Why is this behaviour change strategy recommended?
The recommendation for a behaviour change strategy – rather than a marketing program alone – is that there are a range of factors constraining vegetable consumption, which vary across different cohorts and meal occasions.
Therefore, a wide range of targeted and nuanced interventions is required beyond advertising alone.
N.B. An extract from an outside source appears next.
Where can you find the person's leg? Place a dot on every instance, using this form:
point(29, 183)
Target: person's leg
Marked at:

Although advertising can be targeted to some degree, it is essentially ‘broad brush’, focusing on just one touch point with a ‘one size fits all’ messaging.
A behavioural issue such as vegetable consumption needs to be far more nuanced in its approach, with distinctly different interventions for each consumer segment that infiltrate their various meal occasions.
Furthermore, the strategy needs to evolve over the years to reflect the changing dynamic as behaviours begin to shift.
Looking to 2022
As the economy starts to resurge in early 2022, it is the intent of the FVC to match state/federal investment by way of commercial fund-raising plus in-kind member contributions (where appropriate).
AUSVEG is working with the FVC ahead of the pending Federal Election to prioritise funding for this behaviour change strategy, given the health benefits to the public and the returns to industry from increased sales.
There is a compelling case for public investment in demand driving activity to support vegetable growers noting the significant rises in cost base due to COVID-19 (labour, freight, global volatility) and climatic change (fires, floods, drought).
There is also an urgent need for government and invested organisations to increase investment and collective efforts in effective funding of broad and narrow cast communications that ‘meet consumers where they are’ (physically, mentally, and socially in a post-COVID world) to achieve the same increased intake goal.